Il Futurismo musicale è un'aggressione frontale alla tradizione, dato che i compositori futuristi vogliono disertare i conservatori, i musei e le accademie per immergersi nel suono della realtà moderna. Il loro obiettivo non è più creare melodie o armonie, ma orchestrare il paesaggio sonoro della metropoli industriale, con il rombo dei motori, lo stridere dei tram, il crepitio delle folle. La musica deve quindi abbandonare i teatri per scendere nelle strade e nelle fabbriche, diventando l'espressione del dinamismo, della velocità e del caos caratteristici della vita contemporanea.

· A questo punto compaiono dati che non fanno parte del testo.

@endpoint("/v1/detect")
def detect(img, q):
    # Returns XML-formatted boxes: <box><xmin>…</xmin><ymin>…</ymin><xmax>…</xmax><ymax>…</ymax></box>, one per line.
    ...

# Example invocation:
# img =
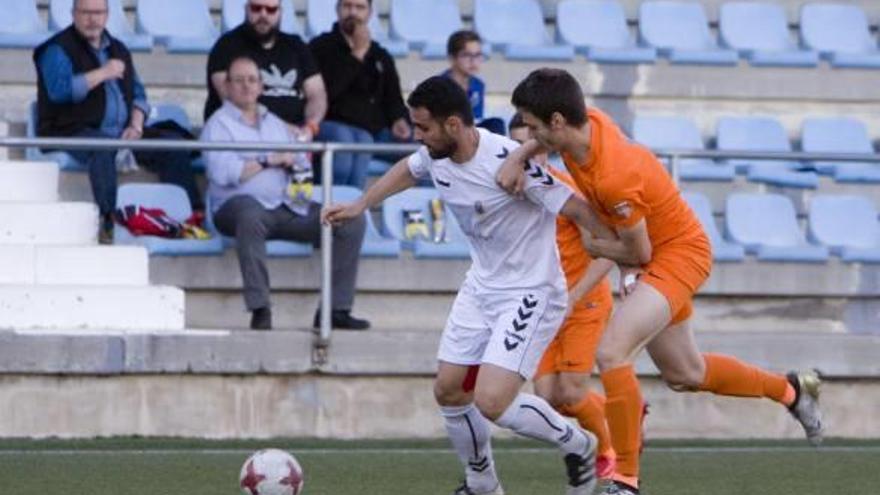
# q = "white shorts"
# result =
<box><xmin>437</xmin><ymin>282</ymin><xmax>568</xmax><ymax>380</ymax></box>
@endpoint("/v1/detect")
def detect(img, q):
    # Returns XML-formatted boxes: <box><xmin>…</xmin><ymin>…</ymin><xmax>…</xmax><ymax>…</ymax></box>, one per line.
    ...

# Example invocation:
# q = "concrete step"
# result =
<box><xmin>0</xmin><ymin>285</ymin><xmax>184</xmax><ymax>332</ymax></box>
<box><xmin>0</xmin><ymin>161</ymin><xmax>58</xmax><ymax>202</ymax></box>
<box><xmin>0</xmin><ymin>245</ymin><xmax>150</xmax><ymax>286</ymax></box>
<box><xmin>0</xmin><ymin>203</ymin><xmax>98</xmax><ymax>246</ymax></box>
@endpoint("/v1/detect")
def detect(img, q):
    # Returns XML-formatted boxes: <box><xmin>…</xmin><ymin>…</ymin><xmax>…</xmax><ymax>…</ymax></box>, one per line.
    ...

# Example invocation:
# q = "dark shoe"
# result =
<box><xmin>251</xmin><ymin>308</ymin><xmax>272</xmax><ymax>330</ymax></box>
<box><xmin>98</xmin><ymin>219</ymin><xmax>113</xmax><ymax>244</ymax></box>
<box><xmin>312</xmin><ymin>309</ymin><xmax>370</xmax><ymax>330</ymax></box>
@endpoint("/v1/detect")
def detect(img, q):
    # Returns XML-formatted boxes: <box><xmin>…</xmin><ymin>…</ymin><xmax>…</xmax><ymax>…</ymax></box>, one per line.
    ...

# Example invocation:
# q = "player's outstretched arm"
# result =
<box><xmin>495</xmin><ymin>139</ymin><xmax>543</xmax><ymax>197</ymax></box>
<box><xmin>321</xmin><ymin>158</ymin><xmax>416</xmax><ymax>225</ymax></box>
<box><xmin>584</xmin><ymin>218</ymin><xmax>652</xmax><ymax>266</ymax></box>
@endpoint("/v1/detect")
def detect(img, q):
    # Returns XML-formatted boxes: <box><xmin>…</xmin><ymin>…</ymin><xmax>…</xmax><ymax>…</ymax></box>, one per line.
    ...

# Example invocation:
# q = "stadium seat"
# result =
<box><xmin>718</xmin><ymin>2</ymin><xmax>819</xmax><ymax>67</ymax></box>
<box><xmin>725</xmin><ymin>193</ymin><xmax>828</xmax><ymax>263</ymax></box>
<box><xmin>556</xmin><ymin>0</ymin><xmax>657</xmax><ymax>64</ymax></box>
<box><xmin>205</xmin><ymin>195</ymin><xmax>314</xmax><ymax>258</ymax></box>
<box><xmin>391</xmin><ymin>0</ymin><xmax>462</xmax><ymax>59</ymax></box>
<box><xmin>312</xmin><ymin>186</ymin><xmax>400</xmax><ymax>258</ymax></box>
<box><xmin>807</xmin><ymin>194</ymin><xmax>880</xmax><ymax>263</ymax></box>
<box><xmin>137</xmin><ymin>0</ymin><xmax>219</xmax><ymax>53</ymax></box>
<box><xmin>49</xmin><ymin>0</ymin><xmax>153</xmax><ymax>52</ymax></box>
<box><xmin>474</xmin><ymin>0</ymin><xmax>574</xmax><ymax>61</ymax></box>
<box><xmin>220</xmin><ymin>0</ymin><xmax>302</xmax><ymax>35</ymax></box>
<box><xmin>633</xmin><ymin>115</ymin><xmax>736</xmax><ymax>182</ymax></box>
<box><xmin>0</xmin><ymin>0</ymin><xmax>51</xmax><ymax>48</ymax></box>
<box><xmin>716</xmin><ymin>117</ymin><xmax>819</xmax><ymax>189</ymax></box>
<box><xmin>639</xmin><ymin>1</ymin><xmax>739</xmax><ymax>65</ymax></box>
<box><xmin>24</xmin><ymin>101</ymin><xmax>85</xmax><ymax>172</ymax></box>
<box><xmin>682</xmin><ymin>192</ymin><xmax>746</xmax><ymax>261</ymax></box>
<box><xmin>382</xmin><ymin>187</ymin><xmax>470</xmax><ymax>259</ymax></box>
<box><xmin>306</xmin><ymin>0</ymin><xmax>409</xmax><ymax>57</ymax></box>
<box><xmin>801</xmin><ymin>3</ymin><xmax>880</xmax><ymax>69</ymax></box>
<box><xmin>801</xmin><ymin>117</ymin><xmax>880</xmax><ymax>183</ymax></box>
<box><xmin>113</xmin><ymin>184</ymin><xmax>223</xmax><ymax>256</ymax></box>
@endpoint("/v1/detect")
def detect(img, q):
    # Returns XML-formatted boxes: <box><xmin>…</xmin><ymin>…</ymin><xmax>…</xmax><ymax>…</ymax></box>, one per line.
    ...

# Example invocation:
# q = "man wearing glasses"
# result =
<box><xmin>443</xmin><ymin>30</ymin><xmax>506</xmax><ymax>136</ymax></box>
<box><xmin>34</xmin><ymin>0</ymin><xmax>204</xmax><ymax>244</ymax></box>
<box><xmin>205</xmin><ymin>0</ymin><xmax>327</xmax><ymax>141</ymax></box>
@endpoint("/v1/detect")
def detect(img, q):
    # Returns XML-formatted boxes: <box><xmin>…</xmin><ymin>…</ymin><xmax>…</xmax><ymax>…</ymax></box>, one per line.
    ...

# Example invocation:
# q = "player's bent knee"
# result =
<box><xmin>474</xmin><ymin>392</ymin><xmax>510</xmax><ymax>421</ymax></box>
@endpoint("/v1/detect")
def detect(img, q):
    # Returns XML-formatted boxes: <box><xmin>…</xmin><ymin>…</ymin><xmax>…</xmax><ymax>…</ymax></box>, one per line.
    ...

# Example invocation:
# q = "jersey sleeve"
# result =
<box><xmin>525</xmin><ymin>160</ymin><xmax>574</xmax><ymax>215</ymax></box>
<box><xmin>597</xmin><ymin>169</ymin><xmax>648</xmax><ymax>228</ymax></box>
<box><xmin>406</xmin><ymin>146</ymin><xmax>431</xmax><ymax>179</ymax></box>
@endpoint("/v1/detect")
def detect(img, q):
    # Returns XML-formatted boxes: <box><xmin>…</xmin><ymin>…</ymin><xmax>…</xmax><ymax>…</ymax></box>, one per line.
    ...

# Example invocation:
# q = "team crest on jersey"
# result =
<box><xmin>614</xmin><ymin>201</ymin><xmax>632</xmax><ymax>218</ymax></box>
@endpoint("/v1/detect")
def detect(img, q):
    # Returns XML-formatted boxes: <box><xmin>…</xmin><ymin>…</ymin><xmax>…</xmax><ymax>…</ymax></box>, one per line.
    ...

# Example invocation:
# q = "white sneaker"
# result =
<box><xmin>786</xmin><ymin>371</ymin><xmax>825</xmax><ymax>447</ymax></box>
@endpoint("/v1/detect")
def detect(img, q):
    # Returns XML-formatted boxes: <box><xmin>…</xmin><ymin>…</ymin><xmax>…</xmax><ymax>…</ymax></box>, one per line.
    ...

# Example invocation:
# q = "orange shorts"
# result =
<box><xmin>534</xmin><ymin>297</ymin><xmax>614</xmax><ymax>380</ymax></box>
<box><xmin>639</xmin><ymin>236</ymin><xmax>712</xmax><ymax>325</ymax></box>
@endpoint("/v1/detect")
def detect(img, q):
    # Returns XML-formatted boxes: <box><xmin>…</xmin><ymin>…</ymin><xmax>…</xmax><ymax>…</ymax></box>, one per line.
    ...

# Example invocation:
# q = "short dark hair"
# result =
<box><xmin>446</xmin><ymin>29</ymin><xmax>483</xmax><ymax>57</ymax></box>
<box><xmin>507</xmin><ymin>112</ymin><xmax>526</xmax><ymax>133</ymax></box>
<box><xmin>510</xmin><ymin>68</ymin><xmax>587</xmax><ymax>127</ymax></box>
<box><xmin>406</xmin><ymin>76</ymin><xmax>474</xmax><ymax>125</ymax></box>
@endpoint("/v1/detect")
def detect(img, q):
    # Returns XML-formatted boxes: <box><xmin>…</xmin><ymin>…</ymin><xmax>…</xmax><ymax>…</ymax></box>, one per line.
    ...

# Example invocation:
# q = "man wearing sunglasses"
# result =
<box><xmin>205</xmin><ymin>0</ymin><xmax>327</xmax><ymax>140</ymax></box>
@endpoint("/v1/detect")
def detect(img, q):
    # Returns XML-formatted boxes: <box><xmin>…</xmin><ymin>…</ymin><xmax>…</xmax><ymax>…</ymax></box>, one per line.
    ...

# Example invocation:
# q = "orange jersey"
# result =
<box><xmin>548</xmin><ymin>167</ymin><xmax>612</xmax><ymax>305</ymax></box>
<box><xmin>563</xmin><ymin>108</ymin><xmax>705</xmax><ymax>249</ymax></box>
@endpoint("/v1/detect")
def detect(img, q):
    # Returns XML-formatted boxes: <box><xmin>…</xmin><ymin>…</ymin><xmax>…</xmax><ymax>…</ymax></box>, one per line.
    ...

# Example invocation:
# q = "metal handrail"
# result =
<box><xmin>0</xmin><ymin>137</ymin><xmax>880</xmax><ymax>365</ymax></box>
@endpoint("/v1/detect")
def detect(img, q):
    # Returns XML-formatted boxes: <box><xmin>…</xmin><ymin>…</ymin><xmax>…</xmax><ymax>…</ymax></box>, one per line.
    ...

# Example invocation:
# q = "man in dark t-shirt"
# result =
<box><xmin>204</xmin><ymin>0</ymin><xmax>327</xmax><ymax>140</ymax></box>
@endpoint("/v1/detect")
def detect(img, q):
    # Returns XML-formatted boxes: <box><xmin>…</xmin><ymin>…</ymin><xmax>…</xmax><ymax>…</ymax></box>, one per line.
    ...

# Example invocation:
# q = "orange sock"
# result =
<box><xmin>700</xmin><ymin>354</ymin><xmax>795</xmax><ymax>406</ymax></box>
<box><xmin>601</xmin><ymin>364</ymin><xmax>643</xmax><ymax>488</ymax></box>
<box><xmin>562</xmin><ymin>392</ymin><xmax>614</xmax><ymax>454</ymax></box>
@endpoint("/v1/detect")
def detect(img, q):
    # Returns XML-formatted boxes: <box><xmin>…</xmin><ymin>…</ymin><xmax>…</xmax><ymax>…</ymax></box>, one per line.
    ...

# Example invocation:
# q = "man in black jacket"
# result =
<box><xmin>34</xmin><ymin>0</ymin><xmax>204</xmax><ymax>244</ymax></box>
<box><xmin>310</xmin><ymin>0</ymin><xmax>412</xmax><ymax>188</ymax></box>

Il continuum non viene semplicemente messo in crisi, ma annientato. Il Futurismo abolisce la distinzione tra suono musicale e rumore extra-musicale. Vengono inventati nuovi strumenti, gli Intonarumori (ululatori, rombatori, crepitatori, sibilatori), che costituiscono una nuova famiglia orchestrale basata non più sulla produzione di note, ma sulla classificazione e intonazione dei rumori.
Il culmine
1910-1916
Il futurismo raggiunse il suo culmine con la fase più radicale e rivoluzionaria, segnata dal manifesto L'arte dei rumori (1913) di Luigi Russolo, dall'invenzione degli Intonarumori e dalle leggendarie "serate futuriste", eventi provocatori che finivano regolarmente in rissa.
La crisi
1916
La Prima Guerra Mondiale, vista dai futuristi come "sola igiene del mondo", rappresenta la cerniera coi movimenti successivi. Il conflitto realizza e al tempo stesso esaurisce la spinta utopica e distruttiva della prima ondata, aprendo la strada a un secondo Futurismo più istituzionalizzato e legato al nascente regime fascista.
La fine
1925
La spinta più radicale del movimento si esaurì con la fine della guerra. Sebbene il Futurismo continuò come corrente artistica per un altro ventennio, la sua carica dirompente in campo musicale venne progressivamente riassorbita e normalizzata, lasciando però un'eredità fondamentale per tutte le avanguardie del Novecento.
Poetica
La poetica è quella del rumore come nuovo materiale sonoro. Luigi Russolo, nel suo manifesto L'arte dei rumori, teorizza che l'orecchio moderno, assuefatto alla velocità e ai suoni della città, non può più provare piacere nell'ascoltare le delicate armonie del passato. La nuova musica deve quindi essere una "musica di rumori", capace di classificare, usare e orchestrare tutti i suoni della vita.
Contesto storiografico
Il Futurismo rappresenta la prima vera rottura radicale della storia musicale italiana. Non è un'evoluzione di stili precedenti, ma un'avanguardia che azzera il passato e ridefinisce il concetto stesso di materiale musicale. La sua importanza non risiede tanto nelle opere prodotte, quasi tutte andate perdute, ma nell'aver aperto la porta a tutte le sperimentazioni del Novecento, dalla musica concreta a quella elettronica.
Storia
Contesto storico del Futurismo è l'Italia giolittiana all'apice della sua rivoluzione industriale, percorsa da grandi slanci nazionalisti e interventisti. Il Futurismo glorifica questa modernità aggressiva, esaltando la guerra, il militarismo e il patriottismo, fino a diventare un movimento che fiancheggerà e influenzerà l'ascesa del Fascismo.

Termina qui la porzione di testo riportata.